I have completed 15 footprints and stories. It has felt most poignant when matching stories of children onto the footprints of children I know. What if some of these traumatic events really happened to my neighbours’ children? Or I start to put myself in the place of grandmothers of my age who are suddenly responsible for raising grandchildren as the intervening generation has been killed.
I have also made 3 papier mache beaches to put the footprints on. The concept is to represent the terrain which migrants have to cross, which is not just the difficult physical landscape, but also the difficulties of media attention, interpretation and prejudice, and the high financial costs.So I used some old rolls of un-printed newspaper, white and pink (financial section), and brown packaging paper for the papier mache base.
This was papier mache on an industrial scale.

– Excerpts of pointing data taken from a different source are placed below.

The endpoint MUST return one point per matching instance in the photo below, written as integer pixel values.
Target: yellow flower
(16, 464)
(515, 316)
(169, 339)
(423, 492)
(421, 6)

Through the shredding machine, boiled in a catering size pot, whizzed with a catering potato masher, to produce buckets and buckets of mache. I then mixed in shreds of printed newspaper to make flecks, and made batches of different colours.
I cut out grey- board shapes and glued them to the wood base to make undulations on the beach, then covered this with flowing shapes of several colours of papier mache. I had to wrap the footprints in clingfilm so that they would not get wet again from the papier mache.
Luckily I have access to a boiler room where hot water is produced for a neighbourhood heating system. This room is always hot, so it made an ideal speed-drying room, as my time is fast running out. Speed-drying and the depth of mache in some places produced cracks, but I accept that as it matches the underlying idea.